Administering an entire school full of staff and students can be hard. It becomes ten times harder when a pandemic completely changes the school system, especially for a caring principal like Andy Hagman, who loves to spread positivity to everyone at his school.
Starting on September 28th, students that choose to attend in-person school rather than virtual school will follow the new hybrid schedule, where they will be split up alphabetically by last names into two groups. These groups will then alternate which days they attend school on campus… and which days they attend school virtually.

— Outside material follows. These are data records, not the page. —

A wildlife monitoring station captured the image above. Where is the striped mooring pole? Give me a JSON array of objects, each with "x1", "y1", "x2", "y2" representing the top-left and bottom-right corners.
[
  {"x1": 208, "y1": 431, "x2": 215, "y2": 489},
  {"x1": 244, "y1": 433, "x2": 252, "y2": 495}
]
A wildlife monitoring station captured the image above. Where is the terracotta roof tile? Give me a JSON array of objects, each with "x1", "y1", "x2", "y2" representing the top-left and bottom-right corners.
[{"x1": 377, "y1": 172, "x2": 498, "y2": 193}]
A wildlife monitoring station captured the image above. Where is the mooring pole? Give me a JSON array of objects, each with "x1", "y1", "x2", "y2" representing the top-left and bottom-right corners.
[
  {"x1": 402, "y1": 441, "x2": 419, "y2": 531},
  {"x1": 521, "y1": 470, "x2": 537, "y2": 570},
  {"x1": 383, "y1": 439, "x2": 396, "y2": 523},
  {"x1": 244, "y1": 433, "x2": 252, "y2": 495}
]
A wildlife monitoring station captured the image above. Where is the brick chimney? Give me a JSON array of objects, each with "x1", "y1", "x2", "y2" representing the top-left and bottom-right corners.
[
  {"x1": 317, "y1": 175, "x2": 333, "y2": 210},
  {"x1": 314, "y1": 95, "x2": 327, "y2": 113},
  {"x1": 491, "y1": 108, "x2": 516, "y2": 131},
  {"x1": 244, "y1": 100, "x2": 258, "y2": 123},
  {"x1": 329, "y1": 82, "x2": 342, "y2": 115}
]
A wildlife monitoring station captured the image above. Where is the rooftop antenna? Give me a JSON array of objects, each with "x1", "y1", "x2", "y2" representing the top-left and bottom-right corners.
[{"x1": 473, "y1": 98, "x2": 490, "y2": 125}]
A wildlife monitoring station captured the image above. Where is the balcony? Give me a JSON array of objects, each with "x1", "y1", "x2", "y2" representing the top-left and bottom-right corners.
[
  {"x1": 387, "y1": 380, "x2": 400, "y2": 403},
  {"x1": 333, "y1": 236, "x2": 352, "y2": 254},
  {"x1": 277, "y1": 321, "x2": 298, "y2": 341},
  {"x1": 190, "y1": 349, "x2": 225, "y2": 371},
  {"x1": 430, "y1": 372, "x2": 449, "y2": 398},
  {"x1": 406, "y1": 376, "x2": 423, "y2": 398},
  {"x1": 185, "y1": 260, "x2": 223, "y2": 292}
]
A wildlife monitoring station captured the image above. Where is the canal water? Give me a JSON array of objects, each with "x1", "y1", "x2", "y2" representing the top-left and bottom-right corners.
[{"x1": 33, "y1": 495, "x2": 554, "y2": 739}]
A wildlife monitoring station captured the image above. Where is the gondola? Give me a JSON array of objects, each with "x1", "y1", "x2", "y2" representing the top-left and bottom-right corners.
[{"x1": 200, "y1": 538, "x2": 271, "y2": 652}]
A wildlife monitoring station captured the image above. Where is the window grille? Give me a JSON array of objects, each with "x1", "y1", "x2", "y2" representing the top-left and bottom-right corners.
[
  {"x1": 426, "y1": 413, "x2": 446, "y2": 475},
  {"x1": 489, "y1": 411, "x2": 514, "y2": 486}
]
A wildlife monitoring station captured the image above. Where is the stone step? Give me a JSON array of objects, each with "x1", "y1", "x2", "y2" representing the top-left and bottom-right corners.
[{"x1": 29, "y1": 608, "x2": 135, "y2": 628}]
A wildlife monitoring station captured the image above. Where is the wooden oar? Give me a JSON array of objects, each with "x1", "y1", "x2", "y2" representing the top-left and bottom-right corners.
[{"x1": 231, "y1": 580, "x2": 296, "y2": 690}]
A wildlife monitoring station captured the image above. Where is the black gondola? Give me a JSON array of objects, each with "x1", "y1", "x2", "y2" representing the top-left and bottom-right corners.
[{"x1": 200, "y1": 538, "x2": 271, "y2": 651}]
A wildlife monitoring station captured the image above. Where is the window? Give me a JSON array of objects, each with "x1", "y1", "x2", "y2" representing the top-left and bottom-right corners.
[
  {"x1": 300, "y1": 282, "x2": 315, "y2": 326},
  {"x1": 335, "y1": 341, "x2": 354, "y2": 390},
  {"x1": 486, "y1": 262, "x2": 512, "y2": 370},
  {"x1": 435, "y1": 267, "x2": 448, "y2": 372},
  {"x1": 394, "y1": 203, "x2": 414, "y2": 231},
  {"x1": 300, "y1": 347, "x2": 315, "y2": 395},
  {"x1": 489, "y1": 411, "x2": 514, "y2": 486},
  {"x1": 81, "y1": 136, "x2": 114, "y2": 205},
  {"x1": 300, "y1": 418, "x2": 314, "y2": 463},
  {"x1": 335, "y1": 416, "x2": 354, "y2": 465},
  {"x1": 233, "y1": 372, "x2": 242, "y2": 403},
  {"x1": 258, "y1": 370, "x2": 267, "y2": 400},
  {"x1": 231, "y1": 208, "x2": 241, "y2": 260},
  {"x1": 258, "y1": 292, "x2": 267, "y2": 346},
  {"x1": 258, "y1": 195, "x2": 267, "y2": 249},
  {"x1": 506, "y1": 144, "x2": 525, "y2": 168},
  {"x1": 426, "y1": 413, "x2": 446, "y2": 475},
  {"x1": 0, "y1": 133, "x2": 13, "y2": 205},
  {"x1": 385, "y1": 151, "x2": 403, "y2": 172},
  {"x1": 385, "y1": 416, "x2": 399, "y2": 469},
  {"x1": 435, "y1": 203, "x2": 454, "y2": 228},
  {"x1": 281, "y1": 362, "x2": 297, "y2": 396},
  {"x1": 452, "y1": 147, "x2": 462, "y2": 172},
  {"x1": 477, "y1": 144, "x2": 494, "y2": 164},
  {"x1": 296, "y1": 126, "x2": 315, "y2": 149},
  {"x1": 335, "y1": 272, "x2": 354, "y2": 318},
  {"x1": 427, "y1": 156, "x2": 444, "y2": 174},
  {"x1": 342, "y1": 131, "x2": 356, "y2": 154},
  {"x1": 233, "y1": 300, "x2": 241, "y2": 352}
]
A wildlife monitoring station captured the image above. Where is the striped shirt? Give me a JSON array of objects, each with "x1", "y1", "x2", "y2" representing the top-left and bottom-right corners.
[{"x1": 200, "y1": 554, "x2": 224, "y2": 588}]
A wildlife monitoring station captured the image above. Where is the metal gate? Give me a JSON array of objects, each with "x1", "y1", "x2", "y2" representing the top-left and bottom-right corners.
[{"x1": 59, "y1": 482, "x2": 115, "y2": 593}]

“The idea is that you don’t have more than half of your student body on campus at any given time, which is important because we have to try to create some space between people,” Hagman said.
On September 8th, Hagman sent out a survey to parents and students about attending school on campus or at home, virtually. To help parents decide which option would be best for their students, he attached a video over the key differences between the two.
“I want them to know that it’s going to be a lot of the same thing,” Hagman said. “And if you come to school, it won’t be school as normal. It’s going to look different.”
The process of preparing for the new 2020-2021 school year was stressful for many of the staff. At first, there were many questions about how students would receive resources, like textbooks and devices, followed by events that haven’t been able to take place, like Viking Fest and orientations for each grade level.
“It’s exhausting and it’s also an interesting challenge because you are having to think of things in a whole new way,” Hagman said.
Hagman acknowledges that much of the change is still hard for teachers and students to adapt to.
“And that causes me personal anguish because you want school to be effective, you want it to be something that people look forward to and appreciate,” Hagman said. “It’s okay if it’s challenging, but you don’t want it to be a burden.”
As many students have already come to Hagman, explaining their struggles with the pandemic and its effects on school, he has let them know that they aren’t alone, replying with equal exasperation from his own troubles.
“It’s not what we all signed up for, so trying to bring a degree of normalcy and positivity to it is always on the top of my mind,” Hagman said.
Hagman predicts that education as a whole will rely much more on technology than it ever did before the pandemic. And once all students are allowed to return to school, they will likely be more appreciative of class time.
“To me, what that means is more intensive collaboration, because I think that’s what the people are missing right now is that human interaction, between teacher and student, and between student and student,” Hagman said.
Through all of this, he believes that keeping his health up is an important key in staying positive. He does this through meditation and regular exercise to keep himself physically and mentally in shape. Hagman also sees that it’s imperative to cherish what he already has.
“The reality of the situation is, for me, I have a job, my family is healthy, we have a roof over our heads, we’ve got food to eat, so everything else, you can make it work, you can manage it,” Hagman said. “It’s important trying to remember to have appreciation for what you have and not get caught up in the way you want things to be.”